Statement by AG Racine on OAG’s Effort to Reinstate D.C. Moratorium on Eviction Filings

OAG Will Appeal Decision by D.C. Superior Court Judge Finding Moratorium is Unconstitutional

WASHINGTON, D.C. – Attorney General Karl A. Racine today issued the following statement regarding the effort by the Office of the Attorney General (OAG) to appeal a D.C. Superior Court judge’s decision striking down the moratorium on eviction filings enacted by the Council during the COVID-19 public health emergency:

“As the COVID-19 pandemic continues to crush local businesses, tens of thousands of District residents are struggling to pay the bills after losing hours at work, if not their jobs entirely. These residents deserve a chance to get back on their feet as soon as possible—without the added anxiety from an eviction filing looming over them.

“That’s why the Office of the Attorney General will appeal the December finding by a D.C. Superior Court judge that the Council’s moratorium on eviction filings is unconstitutional.

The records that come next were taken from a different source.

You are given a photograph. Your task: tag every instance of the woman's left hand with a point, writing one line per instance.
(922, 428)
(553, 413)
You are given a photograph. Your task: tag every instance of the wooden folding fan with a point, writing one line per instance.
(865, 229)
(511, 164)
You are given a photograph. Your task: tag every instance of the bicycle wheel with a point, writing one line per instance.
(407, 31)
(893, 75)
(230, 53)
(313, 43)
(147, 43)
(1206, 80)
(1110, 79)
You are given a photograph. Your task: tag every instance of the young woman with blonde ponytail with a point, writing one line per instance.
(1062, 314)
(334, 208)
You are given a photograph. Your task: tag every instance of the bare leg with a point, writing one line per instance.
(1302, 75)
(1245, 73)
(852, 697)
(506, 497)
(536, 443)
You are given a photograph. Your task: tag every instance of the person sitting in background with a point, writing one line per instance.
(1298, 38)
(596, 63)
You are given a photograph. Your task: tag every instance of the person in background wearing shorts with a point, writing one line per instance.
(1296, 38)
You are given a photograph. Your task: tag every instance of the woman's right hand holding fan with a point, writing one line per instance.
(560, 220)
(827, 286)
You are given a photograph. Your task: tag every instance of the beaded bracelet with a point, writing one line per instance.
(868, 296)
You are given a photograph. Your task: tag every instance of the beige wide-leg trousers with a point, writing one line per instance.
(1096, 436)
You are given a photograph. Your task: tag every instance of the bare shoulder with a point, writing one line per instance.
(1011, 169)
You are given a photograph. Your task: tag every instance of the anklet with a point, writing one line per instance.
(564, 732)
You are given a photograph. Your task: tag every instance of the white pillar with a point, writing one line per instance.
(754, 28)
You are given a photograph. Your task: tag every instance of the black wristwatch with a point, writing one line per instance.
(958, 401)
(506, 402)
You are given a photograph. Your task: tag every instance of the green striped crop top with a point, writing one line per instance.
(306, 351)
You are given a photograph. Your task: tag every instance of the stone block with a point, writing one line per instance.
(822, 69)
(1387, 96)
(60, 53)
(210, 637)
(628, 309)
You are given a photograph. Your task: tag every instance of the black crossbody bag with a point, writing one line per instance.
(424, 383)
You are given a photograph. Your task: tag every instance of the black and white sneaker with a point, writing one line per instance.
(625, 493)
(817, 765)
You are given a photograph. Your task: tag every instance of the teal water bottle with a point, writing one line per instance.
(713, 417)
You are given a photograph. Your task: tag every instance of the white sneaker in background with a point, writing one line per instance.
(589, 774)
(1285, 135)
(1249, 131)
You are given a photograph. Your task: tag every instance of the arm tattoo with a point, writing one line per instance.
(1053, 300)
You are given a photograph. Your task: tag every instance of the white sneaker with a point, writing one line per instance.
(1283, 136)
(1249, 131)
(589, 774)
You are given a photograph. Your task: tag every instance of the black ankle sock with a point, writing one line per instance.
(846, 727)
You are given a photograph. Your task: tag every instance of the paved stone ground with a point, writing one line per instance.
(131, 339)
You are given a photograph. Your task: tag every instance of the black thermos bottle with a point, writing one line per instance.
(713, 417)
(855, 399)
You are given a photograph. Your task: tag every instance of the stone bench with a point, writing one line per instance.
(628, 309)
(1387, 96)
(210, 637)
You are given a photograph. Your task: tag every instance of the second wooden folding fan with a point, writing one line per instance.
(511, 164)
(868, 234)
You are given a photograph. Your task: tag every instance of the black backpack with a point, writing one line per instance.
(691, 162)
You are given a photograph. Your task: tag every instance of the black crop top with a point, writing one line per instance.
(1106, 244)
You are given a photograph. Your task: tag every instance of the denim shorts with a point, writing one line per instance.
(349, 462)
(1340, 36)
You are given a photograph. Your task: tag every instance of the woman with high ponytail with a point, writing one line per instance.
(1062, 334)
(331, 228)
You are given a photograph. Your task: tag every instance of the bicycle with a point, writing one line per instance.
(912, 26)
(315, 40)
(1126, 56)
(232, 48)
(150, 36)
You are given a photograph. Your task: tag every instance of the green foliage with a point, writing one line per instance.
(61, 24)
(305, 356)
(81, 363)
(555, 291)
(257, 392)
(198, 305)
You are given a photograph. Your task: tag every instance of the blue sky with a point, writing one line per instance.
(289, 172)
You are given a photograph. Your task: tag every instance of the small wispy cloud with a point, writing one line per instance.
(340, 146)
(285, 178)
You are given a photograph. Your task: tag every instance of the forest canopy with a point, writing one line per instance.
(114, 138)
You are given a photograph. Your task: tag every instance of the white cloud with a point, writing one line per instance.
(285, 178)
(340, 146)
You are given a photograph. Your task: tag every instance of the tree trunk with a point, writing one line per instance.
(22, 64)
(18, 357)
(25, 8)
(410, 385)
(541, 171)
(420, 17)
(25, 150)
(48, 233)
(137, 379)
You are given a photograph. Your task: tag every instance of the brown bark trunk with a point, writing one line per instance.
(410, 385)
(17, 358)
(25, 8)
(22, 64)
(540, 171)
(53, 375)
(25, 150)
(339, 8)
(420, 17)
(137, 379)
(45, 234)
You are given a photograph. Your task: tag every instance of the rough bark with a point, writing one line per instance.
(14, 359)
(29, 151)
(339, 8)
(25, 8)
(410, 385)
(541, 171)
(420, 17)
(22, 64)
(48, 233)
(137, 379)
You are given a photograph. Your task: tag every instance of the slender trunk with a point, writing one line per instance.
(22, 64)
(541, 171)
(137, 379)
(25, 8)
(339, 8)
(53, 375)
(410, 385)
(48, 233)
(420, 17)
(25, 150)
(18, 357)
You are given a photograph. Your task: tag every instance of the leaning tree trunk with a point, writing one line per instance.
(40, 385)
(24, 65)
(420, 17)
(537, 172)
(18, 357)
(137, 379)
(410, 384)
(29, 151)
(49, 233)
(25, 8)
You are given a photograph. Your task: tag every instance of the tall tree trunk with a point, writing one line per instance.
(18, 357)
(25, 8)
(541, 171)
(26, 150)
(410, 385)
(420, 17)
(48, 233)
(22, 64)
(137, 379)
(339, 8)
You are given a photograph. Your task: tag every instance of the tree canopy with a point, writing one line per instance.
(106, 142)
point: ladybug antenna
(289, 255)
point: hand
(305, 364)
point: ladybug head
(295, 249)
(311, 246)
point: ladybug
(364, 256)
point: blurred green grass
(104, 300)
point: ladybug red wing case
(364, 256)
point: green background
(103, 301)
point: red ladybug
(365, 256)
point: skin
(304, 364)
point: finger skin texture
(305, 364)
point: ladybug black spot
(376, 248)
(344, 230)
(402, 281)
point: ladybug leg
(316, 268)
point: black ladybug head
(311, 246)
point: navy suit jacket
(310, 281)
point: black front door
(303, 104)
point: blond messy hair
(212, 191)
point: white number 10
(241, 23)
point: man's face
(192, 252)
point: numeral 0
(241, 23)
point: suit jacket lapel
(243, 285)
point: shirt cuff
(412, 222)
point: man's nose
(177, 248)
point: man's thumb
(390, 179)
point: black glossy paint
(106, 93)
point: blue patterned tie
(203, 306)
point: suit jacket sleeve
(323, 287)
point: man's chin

“Since the start of this public health emergency, OAG has enforced and defended the Council’s protections for our most vulnerable residents. For many District households, these measures—eviction protections chief among them—have made the difference between enduring this crisis and falling to ruin.

“Residents and advocates have told us that the moratorium on eviction filings has provided an essential source of relief in the form of hope that once the pandemic ends, they will be able to get back to work and back on track with rent payments while keeping a roof above their heads.

“While the Superior Court’s decision does not affect the moratorium on eviction proceedings or other tenant protections, we know that many residents may leave their homes in response to an eviction filing, whether out of fear, pressure, language barriers, or a lack of awareness regarding their rights. That’s exactly what we need to prevent during this public health emergency.

“After conducting a thorough legal analysis and carefully considering the community’s input, we plan to request a stay in D.C. Superior Court while we take this case to the D.C. Court of Appeals.”